Hay una creencia extendida de que ciertas conductas infantiles son propias de la edad y que con el tiempo tienden a desaparecer. Ciertamente, así puede suceder en muchos casos. Sin embargo, es muy arriesgado pasar por alto ciertos comportamientos con la esperanza de que el tiempo lo mejorará. Una intervención en la etapa infantil, no hecha a tiempo, puede suponer la consolidación, perpetuación y agravamiento del problema en la adolescencia.
Las normas, valores y referentes deben construirse desde la temprana infancia.
A modo de ejemplo podemos citar algunas de las técnicas para la modificación de la conducta en los niños, como pueden ser:
- La retirada de Atención: Se trata de una de las técnicas más eficaces para el control de la conducta infantil, en especial, para aquellas conductas que se manifiestan con rabietas, pataletas, lloros, pero sin manifestaciones agresivas.
La técnica no puede ser más sencilla en su concepción: Se trata de que, ante las manifestaciones de gritos, rabietas u otros, dejemos automáticamente de prestar atención al niño.
Antes de poner en marcha esta técnica, hay que analizar la situación con tranquilidad y verificar que se está produciendo realmente la conducta del niño por la supuesta demanda de atención.
- La Técnica del "Tiempo Fuera": Delante episodios de lloros, rabietas o travesuras más subidas de tono (por ejemplo, cuando se produce el descontrol), puede utilizarse la técnica de "tiempo fuera", en el que el niño se le retira físicamente del espacio actual para trasladarlo a su habitación u otro lugar, por un breve espacio de tiempo. También pueden ser los padres los que se retiran del lugar donde esté el niño (cuando es posible, por ejemplo, en el comedor de la casa).

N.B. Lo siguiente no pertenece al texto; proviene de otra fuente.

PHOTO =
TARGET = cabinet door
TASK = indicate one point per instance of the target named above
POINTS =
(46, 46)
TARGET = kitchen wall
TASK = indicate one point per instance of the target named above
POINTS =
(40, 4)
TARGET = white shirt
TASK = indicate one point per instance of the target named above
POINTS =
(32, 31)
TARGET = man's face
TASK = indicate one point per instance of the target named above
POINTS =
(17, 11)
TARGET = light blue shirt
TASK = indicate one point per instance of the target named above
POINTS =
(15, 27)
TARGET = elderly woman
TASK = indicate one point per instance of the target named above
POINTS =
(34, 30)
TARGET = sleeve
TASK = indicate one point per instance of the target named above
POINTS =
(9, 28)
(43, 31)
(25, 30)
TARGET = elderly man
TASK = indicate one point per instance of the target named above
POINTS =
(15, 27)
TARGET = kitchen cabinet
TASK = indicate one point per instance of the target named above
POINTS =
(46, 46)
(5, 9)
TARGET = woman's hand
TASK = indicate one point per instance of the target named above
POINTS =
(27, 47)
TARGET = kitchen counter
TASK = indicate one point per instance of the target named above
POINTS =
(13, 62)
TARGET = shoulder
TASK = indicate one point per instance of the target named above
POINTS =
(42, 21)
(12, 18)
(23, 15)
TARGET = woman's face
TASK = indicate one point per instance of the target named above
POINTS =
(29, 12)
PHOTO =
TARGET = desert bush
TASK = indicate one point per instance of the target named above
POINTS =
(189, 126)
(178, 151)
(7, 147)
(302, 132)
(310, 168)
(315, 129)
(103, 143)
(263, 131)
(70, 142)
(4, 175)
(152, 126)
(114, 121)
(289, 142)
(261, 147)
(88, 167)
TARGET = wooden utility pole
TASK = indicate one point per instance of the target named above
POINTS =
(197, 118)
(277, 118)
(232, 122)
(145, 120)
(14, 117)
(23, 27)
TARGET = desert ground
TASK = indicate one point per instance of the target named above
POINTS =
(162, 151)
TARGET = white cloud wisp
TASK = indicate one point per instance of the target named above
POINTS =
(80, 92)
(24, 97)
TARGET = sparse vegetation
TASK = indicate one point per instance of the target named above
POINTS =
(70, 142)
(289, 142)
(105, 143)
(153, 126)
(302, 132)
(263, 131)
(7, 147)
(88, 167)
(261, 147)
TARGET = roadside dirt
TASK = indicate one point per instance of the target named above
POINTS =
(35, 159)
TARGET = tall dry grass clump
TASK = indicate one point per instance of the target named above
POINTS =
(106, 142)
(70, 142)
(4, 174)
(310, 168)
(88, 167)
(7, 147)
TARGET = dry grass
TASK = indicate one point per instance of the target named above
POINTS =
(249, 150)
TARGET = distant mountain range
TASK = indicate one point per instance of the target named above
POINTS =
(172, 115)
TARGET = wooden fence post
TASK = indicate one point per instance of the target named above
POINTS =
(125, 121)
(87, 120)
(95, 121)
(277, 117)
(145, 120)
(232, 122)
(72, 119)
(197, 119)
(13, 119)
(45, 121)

- Economía de Fichas - Coste de la respuesta: No nos ayuda nada que el niño obtenga regalos o juguetes de forma fácil pese a que presenta comportamientos disruptivos o desobedientes. Formando parte de un tratamiento más global, la técnica de denominada de "economía de fichas" suele funcionar muy bien para regular los refuerzos que recibe el niño. Para obtener un premio (juguete, salida a parque temático, excursión, etc...) deberá efectuar una serie de conductas deseadas (o dejar de hacer otras) que deben concretarse (portarse bien, obedecer, estudiar, ordenar sus cosas, etc...).Lo importante es conseguir que el niño se dé cuenta que obtiene mayores beneficios y privilegios actuando de forma correcta.